Politica | 21 gennaio 2022, 16:10

Salizzoni: "Entro marzo si faccia definitivamente chiarezza sulla sede dell'ospedale unico Asl To5"

"Servono una cabina di regia e un progetto certo: davvero qualcuno pensa che il territorio possa avere 4 ospedali?”

mauro salizzoni

Salizzoni: "Entro marzo si faccia chiarezza sulla sede dell'ospedale unico Asl To5"

“Speriamo che a fine marzo si ponga davvero fine alla telenovela sul nuovo ospedale dell’Asl To5, e che la Regione Piemonte sciolga una volta per tutte il nodo della localizzazione. Dalla perizia del Politecnico di Torino, che confermava l’idoneità dell’area di Vadò, è trascorso più di un anno", dichiara il vice presidente del Consiglio regionale Mauro Salizzoni.

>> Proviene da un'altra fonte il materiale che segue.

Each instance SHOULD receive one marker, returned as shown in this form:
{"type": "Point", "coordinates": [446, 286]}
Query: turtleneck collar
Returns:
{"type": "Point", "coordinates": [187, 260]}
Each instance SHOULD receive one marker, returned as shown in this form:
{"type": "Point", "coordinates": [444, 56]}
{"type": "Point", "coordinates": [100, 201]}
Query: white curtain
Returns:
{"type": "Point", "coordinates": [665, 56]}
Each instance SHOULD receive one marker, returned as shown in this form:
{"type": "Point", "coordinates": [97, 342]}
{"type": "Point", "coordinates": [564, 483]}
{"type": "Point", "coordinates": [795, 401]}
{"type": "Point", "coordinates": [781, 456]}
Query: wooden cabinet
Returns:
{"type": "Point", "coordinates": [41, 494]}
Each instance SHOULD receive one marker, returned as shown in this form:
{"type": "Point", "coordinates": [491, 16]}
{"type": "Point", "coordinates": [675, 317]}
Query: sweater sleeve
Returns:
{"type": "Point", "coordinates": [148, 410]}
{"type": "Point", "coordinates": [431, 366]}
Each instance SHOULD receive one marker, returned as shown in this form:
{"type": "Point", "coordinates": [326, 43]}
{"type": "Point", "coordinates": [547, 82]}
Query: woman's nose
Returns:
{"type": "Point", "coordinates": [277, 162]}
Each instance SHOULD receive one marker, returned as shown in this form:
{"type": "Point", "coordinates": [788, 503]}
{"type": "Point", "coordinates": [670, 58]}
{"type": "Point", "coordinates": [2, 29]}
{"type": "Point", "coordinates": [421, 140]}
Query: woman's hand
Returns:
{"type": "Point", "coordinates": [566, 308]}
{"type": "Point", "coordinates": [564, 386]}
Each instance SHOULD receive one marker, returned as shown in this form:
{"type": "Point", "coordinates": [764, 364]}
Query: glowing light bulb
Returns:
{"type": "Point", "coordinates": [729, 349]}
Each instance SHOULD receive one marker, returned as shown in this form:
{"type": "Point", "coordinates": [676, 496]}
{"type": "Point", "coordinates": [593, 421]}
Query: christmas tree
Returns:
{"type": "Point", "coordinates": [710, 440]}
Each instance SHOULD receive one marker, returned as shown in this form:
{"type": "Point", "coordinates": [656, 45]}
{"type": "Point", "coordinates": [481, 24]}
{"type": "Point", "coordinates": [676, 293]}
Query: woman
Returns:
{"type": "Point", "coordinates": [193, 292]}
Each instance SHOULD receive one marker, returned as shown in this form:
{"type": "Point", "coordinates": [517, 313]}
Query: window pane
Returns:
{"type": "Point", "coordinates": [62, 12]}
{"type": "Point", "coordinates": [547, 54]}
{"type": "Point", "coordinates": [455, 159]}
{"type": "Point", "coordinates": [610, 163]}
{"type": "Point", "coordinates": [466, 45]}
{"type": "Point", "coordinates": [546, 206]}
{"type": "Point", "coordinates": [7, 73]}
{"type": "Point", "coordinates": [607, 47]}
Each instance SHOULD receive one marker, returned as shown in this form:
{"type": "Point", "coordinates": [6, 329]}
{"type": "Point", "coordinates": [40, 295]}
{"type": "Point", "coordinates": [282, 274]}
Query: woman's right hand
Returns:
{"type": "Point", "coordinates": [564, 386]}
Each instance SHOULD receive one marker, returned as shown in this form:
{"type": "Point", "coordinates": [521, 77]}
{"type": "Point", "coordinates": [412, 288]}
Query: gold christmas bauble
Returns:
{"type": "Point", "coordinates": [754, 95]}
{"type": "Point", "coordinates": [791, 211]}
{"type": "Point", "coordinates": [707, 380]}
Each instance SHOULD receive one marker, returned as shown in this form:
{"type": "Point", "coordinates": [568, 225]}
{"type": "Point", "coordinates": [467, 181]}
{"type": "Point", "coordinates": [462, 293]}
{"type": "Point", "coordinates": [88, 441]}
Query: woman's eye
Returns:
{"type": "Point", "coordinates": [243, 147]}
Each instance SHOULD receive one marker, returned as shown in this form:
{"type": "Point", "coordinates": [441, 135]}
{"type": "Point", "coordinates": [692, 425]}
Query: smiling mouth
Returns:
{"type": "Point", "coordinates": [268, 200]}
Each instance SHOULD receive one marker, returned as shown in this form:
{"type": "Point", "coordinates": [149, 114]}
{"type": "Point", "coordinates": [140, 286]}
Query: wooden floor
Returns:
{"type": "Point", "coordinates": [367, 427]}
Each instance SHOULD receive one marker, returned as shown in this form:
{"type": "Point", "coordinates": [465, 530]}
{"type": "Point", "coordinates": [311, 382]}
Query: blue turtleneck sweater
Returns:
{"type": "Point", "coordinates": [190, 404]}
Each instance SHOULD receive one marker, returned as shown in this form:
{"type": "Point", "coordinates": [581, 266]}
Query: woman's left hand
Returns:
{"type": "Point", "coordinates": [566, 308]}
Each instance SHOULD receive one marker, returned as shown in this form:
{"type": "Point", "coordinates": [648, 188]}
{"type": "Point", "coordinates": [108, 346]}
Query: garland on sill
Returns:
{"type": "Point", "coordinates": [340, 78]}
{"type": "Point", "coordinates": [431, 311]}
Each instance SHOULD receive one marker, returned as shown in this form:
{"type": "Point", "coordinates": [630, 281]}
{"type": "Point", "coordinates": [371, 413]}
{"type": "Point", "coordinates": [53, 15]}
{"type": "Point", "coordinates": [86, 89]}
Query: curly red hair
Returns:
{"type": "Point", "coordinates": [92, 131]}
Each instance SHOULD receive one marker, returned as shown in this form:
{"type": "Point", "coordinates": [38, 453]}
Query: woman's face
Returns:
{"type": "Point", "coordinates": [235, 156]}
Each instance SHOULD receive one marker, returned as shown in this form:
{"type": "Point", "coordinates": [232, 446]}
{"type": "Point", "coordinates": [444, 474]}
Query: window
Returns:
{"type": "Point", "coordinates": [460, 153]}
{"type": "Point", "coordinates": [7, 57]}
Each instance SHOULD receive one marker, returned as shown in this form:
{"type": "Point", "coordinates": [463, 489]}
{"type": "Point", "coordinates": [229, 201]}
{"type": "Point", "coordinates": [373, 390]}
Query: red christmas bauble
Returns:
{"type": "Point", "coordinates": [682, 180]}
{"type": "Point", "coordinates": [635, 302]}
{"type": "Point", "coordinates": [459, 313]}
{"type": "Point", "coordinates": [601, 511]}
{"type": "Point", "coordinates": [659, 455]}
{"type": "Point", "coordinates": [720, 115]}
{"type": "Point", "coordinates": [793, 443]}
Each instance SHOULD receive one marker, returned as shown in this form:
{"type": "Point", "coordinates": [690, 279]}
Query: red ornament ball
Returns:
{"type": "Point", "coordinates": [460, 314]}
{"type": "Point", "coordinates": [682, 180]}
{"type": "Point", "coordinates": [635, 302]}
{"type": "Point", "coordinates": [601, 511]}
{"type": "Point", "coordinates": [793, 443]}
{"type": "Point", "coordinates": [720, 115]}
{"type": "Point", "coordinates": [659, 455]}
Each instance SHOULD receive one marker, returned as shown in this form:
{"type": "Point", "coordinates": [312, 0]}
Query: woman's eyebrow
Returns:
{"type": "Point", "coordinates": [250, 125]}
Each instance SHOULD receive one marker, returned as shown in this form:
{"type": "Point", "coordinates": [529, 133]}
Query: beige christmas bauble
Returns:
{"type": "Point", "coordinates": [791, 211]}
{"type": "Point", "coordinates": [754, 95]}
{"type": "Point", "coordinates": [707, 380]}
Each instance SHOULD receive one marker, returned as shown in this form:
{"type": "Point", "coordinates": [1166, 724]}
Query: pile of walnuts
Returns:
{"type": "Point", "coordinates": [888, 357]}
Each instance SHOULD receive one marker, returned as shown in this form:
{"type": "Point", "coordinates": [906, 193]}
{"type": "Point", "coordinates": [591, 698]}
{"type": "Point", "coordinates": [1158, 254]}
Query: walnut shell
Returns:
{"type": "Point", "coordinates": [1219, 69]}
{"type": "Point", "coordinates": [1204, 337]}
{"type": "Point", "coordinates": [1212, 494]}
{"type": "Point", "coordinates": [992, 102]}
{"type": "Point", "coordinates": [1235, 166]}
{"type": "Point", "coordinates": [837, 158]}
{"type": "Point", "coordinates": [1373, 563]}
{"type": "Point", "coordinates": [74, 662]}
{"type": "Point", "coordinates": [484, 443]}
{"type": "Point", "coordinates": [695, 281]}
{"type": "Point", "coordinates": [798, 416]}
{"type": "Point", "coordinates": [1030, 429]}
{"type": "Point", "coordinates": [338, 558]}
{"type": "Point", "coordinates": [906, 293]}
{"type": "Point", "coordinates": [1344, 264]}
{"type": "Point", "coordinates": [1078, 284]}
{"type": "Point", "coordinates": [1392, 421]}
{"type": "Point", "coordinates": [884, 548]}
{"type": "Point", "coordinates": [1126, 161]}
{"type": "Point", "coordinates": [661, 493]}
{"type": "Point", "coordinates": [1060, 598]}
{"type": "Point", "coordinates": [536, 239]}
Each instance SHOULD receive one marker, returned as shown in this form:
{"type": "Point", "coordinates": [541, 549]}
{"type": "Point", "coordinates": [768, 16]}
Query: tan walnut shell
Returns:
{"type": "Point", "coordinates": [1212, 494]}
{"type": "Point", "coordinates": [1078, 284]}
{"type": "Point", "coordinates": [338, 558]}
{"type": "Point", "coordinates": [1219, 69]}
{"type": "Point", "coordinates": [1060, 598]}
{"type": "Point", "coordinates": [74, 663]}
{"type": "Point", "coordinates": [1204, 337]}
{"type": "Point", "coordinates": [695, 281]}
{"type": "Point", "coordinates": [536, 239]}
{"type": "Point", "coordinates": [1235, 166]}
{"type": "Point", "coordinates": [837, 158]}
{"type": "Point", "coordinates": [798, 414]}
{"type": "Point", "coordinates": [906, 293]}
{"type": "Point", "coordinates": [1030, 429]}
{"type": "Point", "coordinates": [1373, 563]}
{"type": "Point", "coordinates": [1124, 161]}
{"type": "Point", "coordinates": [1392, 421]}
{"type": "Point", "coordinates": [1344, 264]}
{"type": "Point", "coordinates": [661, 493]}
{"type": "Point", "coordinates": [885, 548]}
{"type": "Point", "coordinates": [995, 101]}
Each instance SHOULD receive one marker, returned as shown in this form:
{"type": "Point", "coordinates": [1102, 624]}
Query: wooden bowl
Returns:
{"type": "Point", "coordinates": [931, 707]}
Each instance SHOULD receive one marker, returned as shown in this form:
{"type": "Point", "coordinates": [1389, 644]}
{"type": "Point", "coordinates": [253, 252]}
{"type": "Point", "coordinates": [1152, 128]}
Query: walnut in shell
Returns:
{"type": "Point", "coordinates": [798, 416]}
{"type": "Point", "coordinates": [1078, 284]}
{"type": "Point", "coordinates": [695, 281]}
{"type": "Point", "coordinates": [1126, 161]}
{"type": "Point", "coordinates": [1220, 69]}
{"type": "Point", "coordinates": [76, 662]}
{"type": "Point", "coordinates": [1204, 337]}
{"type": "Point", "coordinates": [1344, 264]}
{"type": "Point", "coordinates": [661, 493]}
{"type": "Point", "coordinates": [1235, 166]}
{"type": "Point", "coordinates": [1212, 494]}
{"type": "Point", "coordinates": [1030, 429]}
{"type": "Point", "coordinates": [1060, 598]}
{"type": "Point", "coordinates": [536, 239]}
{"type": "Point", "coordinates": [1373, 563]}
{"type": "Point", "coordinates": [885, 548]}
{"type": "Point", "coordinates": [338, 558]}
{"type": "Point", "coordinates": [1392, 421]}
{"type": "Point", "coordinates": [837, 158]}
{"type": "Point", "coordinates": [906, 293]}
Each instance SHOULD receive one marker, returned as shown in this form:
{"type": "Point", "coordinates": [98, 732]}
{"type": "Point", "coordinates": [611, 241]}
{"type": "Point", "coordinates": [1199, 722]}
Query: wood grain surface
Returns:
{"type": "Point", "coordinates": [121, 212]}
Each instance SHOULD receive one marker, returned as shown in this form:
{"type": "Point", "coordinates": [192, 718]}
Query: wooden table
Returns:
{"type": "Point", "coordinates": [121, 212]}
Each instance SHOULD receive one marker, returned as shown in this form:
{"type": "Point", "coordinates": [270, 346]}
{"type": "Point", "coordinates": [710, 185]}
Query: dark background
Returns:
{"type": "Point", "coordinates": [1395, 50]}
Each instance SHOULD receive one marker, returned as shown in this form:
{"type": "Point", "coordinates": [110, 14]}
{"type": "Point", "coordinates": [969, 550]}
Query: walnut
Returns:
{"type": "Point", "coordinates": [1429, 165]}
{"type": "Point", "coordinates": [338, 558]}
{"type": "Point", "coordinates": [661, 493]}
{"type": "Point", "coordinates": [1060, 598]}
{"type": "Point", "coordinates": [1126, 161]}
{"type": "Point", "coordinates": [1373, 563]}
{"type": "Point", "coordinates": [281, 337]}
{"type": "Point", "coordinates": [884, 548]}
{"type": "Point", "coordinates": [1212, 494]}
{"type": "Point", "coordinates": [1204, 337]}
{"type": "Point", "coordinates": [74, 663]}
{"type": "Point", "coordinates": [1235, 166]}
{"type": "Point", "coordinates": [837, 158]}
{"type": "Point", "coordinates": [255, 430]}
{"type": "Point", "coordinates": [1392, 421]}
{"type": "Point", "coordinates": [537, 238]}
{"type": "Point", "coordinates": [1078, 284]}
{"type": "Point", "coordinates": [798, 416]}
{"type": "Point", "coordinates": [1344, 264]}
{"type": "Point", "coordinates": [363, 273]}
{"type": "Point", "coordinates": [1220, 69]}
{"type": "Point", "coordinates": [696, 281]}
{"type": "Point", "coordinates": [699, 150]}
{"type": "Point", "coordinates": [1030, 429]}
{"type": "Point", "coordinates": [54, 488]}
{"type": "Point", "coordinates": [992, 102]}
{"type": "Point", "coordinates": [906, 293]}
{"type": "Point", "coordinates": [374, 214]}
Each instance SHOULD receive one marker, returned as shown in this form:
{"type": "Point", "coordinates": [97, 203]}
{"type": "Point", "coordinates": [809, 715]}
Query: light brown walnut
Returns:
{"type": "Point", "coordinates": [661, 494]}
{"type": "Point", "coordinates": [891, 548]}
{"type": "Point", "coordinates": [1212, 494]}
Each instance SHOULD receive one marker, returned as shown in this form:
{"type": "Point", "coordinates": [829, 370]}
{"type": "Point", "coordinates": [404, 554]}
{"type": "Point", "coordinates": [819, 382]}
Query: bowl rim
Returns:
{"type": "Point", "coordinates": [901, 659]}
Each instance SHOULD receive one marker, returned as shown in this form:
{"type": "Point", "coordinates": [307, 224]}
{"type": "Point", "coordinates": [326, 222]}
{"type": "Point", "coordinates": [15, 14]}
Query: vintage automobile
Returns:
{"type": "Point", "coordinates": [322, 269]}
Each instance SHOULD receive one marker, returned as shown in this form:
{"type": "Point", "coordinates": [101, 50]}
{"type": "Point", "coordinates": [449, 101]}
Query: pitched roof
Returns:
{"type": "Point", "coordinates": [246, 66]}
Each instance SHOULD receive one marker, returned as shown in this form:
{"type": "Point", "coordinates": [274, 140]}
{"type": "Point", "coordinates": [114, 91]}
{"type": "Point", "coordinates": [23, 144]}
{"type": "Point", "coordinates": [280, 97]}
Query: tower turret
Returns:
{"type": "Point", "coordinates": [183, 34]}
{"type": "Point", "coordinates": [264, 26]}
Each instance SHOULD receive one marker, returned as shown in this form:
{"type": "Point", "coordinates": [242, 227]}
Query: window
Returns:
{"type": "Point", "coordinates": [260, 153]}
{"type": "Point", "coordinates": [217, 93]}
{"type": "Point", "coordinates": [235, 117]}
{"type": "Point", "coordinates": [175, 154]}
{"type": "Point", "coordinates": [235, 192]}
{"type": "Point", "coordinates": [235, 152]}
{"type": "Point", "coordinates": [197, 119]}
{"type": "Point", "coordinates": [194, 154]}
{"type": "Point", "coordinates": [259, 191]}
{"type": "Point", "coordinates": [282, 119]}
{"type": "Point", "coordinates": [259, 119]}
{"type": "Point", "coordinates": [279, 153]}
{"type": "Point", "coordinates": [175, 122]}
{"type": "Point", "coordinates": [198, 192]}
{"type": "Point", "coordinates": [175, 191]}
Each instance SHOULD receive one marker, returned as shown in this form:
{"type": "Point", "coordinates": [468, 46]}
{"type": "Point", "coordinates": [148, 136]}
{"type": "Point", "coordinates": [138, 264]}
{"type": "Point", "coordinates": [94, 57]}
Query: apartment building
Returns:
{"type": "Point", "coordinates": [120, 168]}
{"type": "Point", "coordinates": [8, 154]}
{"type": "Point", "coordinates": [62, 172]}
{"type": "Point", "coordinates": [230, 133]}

"Voglio ribadirlo: senza chiarezza sulle localizzazioni e senza progetti, i finanziamenti Inail possono essere solo invocati e non dati per certi. Questo vale per l’Asl To5, come per il nuovo ospedale di Ivrea e per tutti i presidi ospedalieri contemplati nel nuovo piano di investimenti in edilizia sanitaria. Inoltre, il consigliere Davide Nicco ha affermato che 'resteranno inoltre attivi i tre ospedali attualmente esistenti (Moncalieri, Carmagnola e Chieri) e ad essi andranno ad aggiungersi anche i servizi territoriali delle nuove Case di comunità che vedranno la luce grazie ai fondi del Pnrr'. Onestamente non comprendo su cosa si fondi questa convinzione", prosegue il vice presidente del Consiglio regionale.

"Il nuovo ospedale nasce come “nuovo ospedale unico”, non come il quarto ospedale dell’AslTO5. Se così non fosse, bisognerebbe spiegare ai cittadini come si pensa di far fronte ai costi di gestione di quattro ospedali e con quale personale. La logica del nuovo ospedale unico è quella di avere una struttura che si occupa delle alte complessità, non certo chiudendo gli attuali presidi ospedalieri ma orientandoli sulle basse complessità e soprattutto sulla medicina territoriale. Una volta sciolto il nodo del “dove”, occorre attivare una vera “cabina di regia”, come è stato fatto per il Parco della Salute di Torino, con il coinvolgimento della Città Metropolitana e dei Sindaci interessati", conclude Salizzoni. 

"Stesso metodo dovrebbe valere per il futuro ospedale di Ivrea e per quello destinato a sostituire il Maria Vittoria e l’Amedeo di Savoia. Attendiamo fiduciosi che il mese di marzo porti con sé, oltre alla primavera, anche qualche certezza sul nuovo ospedale dell’Asl To5".